Nada disso foi feito, exceto pela manutenção da continuidade da prestação dos serviços que atendem as mulheres e muito mais baseado no compromisso das trabalhadoras desses serviços, do que pelo apoio das secretarias. Há duas semanas, as trabalhadoras dos CDCMS (Centros de Defesa e Convivências das Mulheres ligados a Secretaria Municipal de Assistência e Desenvolvimento Social), divulgaram uma nota em que denunciavam ameaças de corte nos salários e férias em razão do teletrabalho ou regime de rodízio adotados pelos serviços. Isso é sério! As técnicas estão bancando seus EPIs e sendo pressionadas a produzirem relatórios diários ao invés de poderem se concentrar na proposição de soluções para a questão do acesso das mulheres ao serviço.
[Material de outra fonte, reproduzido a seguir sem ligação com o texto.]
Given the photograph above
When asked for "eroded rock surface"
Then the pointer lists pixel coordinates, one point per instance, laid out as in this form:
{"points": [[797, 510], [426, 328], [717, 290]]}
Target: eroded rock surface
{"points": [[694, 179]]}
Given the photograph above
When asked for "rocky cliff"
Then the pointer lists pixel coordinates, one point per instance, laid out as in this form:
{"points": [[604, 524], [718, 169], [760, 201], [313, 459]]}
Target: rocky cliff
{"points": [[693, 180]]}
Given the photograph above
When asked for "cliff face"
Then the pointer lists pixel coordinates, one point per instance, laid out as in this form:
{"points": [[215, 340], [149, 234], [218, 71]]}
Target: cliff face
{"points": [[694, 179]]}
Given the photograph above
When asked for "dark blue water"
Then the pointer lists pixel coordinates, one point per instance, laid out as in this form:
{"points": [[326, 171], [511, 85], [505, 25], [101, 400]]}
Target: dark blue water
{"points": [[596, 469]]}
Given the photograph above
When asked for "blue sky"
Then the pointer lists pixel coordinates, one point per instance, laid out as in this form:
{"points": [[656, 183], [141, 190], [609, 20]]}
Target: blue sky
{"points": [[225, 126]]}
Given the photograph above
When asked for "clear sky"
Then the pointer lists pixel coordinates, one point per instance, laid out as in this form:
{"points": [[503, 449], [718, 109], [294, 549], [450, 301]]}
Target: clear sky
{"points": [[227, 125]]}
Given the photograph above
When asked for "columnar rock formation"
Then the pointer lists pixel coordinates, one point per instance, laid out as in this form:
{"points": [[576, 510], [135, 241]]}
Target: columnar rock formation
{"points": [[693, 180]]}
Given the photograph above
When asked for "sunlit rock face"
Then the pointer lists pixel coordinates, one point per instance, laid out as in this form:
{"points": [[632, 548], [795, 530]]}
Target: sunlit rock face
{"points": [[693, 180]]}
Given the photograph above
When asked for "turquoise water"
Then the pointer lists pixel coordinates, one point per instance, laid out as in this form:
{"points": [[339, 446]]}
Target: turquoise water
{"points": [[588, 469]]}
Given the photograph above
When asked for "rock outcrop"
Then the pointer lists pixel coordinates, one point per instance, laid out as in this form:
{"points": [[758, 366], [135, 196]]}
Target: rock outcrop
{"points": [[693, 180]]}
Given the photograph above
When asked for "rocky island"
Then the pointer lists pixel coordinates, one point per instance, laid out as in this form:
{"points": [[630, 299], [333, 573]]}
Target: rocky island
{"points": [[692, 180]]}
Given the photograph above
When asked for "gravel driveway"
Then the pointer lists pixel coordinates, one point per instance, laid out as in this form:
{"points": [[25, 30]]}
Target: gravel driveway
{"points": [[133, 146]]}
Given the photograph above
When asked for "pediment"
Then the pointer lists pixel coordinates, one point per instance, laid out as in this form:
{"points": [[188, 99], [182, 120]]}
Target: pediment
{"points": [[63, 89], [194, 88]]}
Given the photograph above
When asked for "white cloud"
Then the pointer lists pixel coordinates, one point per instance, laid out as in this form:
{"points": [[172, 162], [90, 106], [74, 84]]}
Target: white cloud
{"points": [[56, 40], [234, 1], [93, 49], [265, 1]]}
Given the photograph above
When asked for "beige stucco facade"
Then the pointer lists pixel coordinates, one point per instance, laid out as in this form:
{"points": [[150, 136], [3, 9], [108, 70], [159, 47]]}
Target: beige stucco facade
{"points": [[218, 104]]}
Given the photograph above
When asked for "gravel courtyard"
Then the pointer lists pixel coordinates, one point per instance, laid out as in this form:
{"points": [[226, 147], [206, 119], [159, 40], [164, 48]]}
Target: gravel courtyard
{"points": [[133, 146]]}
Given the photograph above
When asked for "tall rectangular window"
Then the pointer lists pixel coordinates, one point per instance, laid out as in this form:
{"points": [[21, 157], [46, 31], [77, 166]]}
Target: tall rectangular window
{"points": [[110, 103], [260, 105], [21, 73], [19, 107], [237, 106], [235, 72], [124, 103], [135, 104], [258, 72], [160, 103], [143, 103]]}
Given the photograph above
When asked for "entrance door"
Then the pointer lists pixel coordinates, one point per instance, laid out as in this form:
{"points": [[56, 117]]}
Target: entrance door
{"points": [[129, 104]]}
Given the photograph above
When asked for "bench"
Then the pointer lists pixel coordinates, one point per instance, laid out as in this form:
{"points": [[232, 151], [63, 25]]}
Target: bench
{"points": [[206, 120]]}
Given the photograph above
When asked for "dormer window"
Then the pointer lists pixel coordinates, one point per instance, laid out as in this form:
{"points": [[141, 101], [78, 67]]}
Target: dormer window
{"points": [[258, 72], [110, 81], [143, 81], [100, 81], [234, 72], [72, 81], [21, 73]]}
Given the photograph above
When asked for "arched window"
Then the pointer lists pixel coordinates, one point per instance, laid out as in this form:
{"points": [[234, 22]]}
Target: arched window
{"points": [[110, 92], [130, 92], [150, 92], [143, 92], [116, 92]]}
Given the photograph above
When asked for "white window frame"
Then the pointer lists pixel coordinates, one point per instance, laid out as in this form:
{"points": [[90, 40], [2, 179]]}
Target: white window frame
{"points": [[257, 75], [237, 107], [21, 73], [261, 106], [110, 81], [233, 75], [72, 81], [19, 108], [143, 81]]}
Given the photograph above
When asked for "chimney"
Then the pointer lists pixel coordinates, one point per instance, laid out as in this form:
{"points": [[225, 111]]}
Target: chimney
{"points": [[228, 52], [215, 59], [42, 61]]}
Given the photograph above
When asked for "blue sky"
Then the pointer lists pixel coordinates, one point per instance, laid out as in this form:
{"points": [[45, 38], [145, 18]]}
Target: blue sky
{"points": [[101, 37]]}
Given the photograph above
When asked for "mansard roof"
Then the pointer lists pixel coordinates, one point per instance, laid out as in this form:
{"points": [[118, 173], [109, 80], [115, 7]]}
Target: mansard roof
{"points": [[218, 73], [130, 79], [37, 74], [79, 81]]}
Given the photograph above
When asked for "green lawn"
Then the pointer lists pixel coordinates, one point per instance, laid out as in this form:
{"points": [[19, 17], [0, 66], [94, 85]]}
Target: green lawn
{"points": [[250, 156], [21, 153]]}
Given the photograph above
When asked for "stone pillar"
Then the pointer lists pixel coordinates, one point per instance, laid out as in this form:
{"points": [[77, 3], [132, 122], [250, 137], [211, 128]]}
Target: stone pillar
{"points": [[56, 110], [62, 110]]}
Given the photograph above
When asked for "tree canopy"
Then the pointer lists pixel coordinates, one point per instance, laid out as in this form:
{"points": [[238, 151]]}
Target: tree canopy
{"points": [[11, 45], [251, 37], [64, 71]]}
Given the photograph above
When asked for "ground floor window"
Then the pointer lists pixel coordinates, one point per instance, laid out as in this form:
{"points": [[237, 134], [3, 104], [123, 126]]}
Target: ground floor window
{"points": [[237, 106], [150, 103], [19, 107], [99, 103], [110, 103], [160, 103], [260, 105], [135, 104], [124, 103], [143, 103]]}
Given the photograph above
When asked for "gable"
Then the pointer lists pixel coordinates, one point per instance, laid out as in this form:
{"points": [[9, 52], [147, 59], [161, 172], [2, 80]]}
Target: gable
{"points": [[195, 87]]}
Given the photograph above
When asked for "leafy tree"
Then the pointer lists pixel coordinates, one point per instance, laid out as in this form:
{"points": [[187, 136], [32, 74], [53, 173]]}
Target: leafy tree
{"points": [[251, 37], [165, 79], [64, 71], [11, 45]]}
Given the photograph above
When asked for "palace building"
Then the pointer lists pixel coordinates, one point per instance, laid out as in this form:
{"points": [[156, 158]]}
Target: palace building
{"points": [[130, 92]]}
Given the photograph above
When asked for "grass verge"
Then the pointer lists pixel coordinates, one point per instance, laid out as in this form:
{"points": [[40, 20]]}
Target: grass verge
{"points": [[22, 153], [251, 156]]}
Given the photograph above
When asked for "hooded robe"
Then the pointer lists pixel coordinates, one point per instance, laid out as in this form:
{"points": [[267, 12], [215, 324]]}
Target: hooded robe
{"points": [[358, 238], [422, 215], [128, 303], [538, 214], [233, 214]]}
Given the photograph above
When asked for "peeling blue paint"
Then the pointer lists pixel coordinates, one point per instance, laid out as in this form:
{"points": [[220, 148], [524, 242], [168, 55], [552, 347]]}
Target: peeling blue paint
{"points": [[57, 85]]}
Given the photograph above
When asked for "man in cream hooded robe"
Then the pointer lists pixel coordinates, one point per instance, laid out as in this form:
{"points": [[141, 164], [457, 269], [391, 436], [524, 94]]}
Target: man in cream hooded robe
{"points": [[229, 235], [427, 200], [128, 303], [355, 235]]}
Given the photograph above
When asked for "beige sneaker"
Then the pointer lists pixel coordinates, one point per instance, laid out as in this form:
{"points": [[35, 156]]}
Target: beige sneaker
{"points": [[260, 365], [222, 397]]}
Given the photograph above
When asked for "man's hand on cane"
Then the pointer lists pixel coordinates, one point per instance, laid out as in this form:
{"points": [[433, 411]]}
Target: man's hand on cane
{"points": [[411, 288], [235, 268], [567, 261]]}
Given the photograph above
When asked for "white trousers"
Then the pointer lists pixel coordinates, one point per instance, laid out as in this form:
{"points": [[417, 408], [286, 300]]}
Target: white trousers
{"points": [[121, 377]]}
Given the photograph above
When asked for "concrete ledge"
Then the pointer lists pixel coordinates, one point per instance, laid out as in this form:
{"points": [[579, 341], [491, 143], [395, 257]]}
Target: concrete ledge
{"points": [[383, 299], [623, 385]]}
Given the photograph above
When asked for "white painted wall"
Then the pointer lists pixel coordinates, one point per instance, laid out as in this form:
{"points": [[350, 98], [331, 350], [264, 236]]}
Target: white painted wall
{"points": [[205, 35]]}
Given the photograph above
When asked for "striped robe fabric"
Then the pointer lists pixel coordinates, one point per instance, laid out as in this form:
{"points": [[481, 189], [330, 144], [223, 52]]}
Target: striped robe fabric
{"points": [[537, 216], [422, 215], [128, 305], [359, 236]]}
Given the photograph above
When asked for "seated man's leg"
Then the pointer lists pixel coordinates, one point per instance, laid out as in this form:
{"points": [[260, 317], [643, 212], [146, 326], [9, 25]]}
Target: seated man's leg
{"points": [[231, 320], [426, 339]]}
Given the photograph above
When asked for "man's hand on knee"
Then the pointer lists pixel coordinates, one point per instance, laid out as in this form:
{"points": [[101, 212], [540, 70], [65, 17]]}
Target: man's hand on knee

E isso não sou eu quem está falando. O Ministério Público alertou a Prefeitura com uma série de recomendações administrativas, partindo do fato de que até o presente momento, não há diretrizes técnicas e outras normatizações específicas ao atendimento a ser prestado às mulheres em situação de violência, informações sobre os serviços são de difíceis localização no site da prefeitura, não existem campanhas de sensibilização sobre a temática para a sociedade, informando sobre os serviços, por exemplo.

E isso é algo que pautamos desde há pelo menos 40 dias, desde o início da pandemia, e só agora (dia 29 de abril) é que a CMSP aprovou uma série de iniciativas, dentre elas a questão da campanha e da ampliação das vagas em abrigos, por meio da contratação de vagas em hotéis.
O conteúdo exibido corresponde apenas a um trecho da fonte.